Technology

Who’s got the biggest load average?

Ever wondered what can be the highest load average on the unix-like system? Do we even know what this parameter tells about? It shows the average number of either actively running or waiting processes. It should be close to the number of logical processors present on the system, otherwise, in case it is greater than this, some things will need to wait in order to be executed.

So I was testing 1000 LXC containers on the 2 x 6 core Xeon system (totalling as 24 logical processors) and leave it for a while. Once I got back I saw that there is something wrong with system responsiveness.
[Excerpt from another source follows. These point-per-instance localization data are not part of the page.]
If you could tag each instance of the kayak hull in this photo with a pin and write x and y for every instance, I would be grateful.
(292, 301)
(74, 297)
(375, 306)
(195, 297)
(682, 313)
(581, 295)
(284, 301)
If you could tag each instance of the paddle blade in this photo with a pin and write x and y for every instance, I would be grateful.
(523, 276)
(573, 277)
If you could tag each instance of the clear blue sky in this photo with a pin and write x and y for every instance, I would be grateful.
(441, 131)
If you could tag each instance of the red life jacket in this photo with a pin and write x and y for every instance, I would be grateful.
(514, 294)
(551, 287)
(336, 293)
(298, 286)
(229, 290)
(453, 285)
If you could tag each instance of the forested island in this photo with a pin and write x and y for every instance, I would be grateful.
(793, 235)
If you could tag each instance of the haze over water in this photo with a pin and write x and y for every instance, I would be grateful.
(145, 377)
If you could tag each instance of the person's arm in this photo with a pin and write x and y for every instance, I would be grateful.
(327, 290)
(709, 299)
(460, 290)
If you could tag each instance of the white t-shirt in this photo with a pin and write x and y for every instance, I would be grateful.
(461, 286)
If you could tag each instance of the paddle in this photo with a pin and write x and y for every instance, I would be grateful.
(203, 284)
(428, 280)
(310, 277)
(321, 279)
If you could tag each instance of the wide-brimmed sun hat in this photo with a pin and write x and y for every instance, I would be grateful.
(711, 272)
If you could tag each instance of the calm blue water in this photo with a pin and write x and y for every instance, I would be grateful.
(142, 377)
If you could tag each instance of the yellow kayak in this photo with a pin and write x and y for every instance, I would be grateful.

And my load average was 1min: 5719, 5 min: 2642, 15 min: 1707. I think that this the highest I have ever seen on systems under my supervision. What is interesing is that the system was not totally unresponsive, rather it was a little sluggish. Proxmox UI recorded load up to somewhere around 100 which should be a quite okey value. But then it sky-rocketed and Proxmox lost its ability to keep track of it.

I managed to login into the system and at that moment load average was already at 1368/2030/1582, which is way less than a few minutes before. I tried to cancel top command and reboot it, but even such trival operation was too much at that time.

Once I managed to initiate system restart it started to shut down all those 1000 LXC containers present on the system. It took somwhere around 20 minutes to shut everything down and proceed with reboot.